We examine nonprofit organizations’ involvement in the Paycheck Protection Program (PPP). The PPP provided participants with forgivable loans to pay employee salaries, increasing participants’ financial flexibility during the pandemic. We examine the associations between nonprofits’ prepandemic financial obligations (e.g., long-term debt and donor-restricted net assets) and PPP participation and participants’ loan characteristics. First, we find nonprofit organizations participated at a lower rate than other small business industries and that nonprofits with greater financial obligations were more likely to participate in the program. Second, we find financial obligations were positively associated with the loan amount received as a percentage of total payroll costs.
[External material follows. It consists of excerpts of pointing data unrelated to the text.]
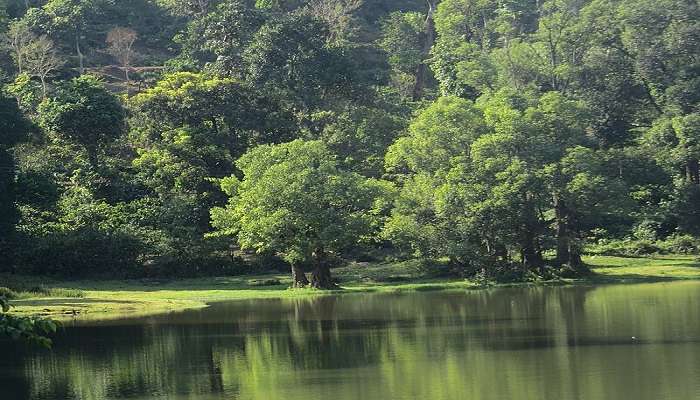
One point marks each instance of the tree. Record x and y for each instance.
(294, 200)
(338, 16)
(67, 22)
(121, 42)
(41, 60)
(190, 128)
(19, 39)
(290, 59)
(13, 128)
(84, 112)
(438, 144)
(401, 40)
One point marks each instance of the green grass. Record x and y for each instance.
(657, 268)
(99, 300)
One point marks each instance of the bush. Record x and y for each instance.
(8, 293)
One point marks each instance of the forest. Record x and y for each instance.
(503, 138)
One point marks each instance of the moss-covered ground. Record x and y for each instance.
(99, 300)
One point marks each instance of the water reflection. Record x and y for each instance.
(637, 341)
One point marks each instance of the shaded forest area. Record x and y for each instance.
(502, 138)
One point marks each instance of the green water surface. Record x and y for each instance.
(637, 342)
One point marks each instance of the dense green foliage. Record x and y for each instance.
(503, 138)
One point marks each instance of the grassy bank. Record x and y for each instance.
(93, 300)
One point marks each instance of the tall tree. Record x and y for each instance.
(13, 128)
(84, 112)
(294, 200)
(121, 47)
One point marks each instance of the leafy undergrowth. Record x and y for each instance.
(100, 300)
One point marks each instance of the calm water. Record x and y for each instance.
(509, 344)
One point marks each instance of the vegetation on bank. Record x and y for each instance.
(103, 300)
(502, 139)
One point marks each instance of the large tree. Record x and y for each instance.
(83, 111)
(293, 200)
(13, 128)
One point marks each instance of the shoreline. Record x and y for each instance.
(110, 300)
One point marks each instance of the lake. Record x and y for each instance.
(638, 341)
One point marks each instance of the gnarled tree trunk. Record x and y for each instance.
(299, 279)
(692, 171)
(568, 252)
(428, 42)
(321, 275)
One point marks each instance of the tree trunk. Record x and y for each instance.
(567, 250)
(299, 277)
(81, 64)
(531, 257)
(428, 42)
(92, 157)
(128, 86)
(692, 171)
(321, 275)
(43, 86)
(8, 211)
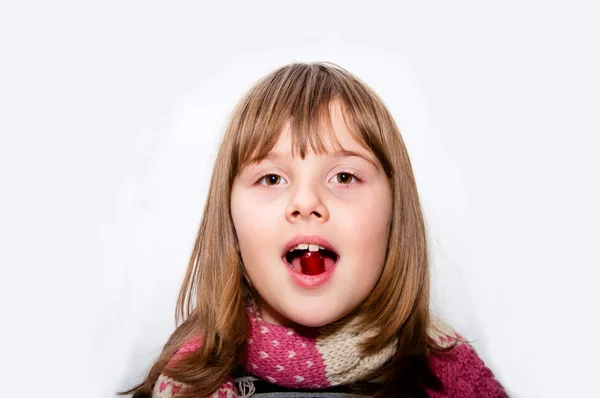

Last, although approximately 11% of nonprofits failed to obtain loan forgiveness, we find nonprofits with restricted net assets were more likely to have their loans forgiven. Our results suggest nonprofits with greater debt and donor obligations used the PPP to increase their financial flexibility.

Suggested Citation

  • Daniel G. Neely & Gregory D. Saxton & Paul A. Wong, 2023. "Nonprofit Organizations’ Financial Obligations and the Paycheck Protection Program," Management Science, INFORMS, vol. 69(7), pages 4353-4361, July.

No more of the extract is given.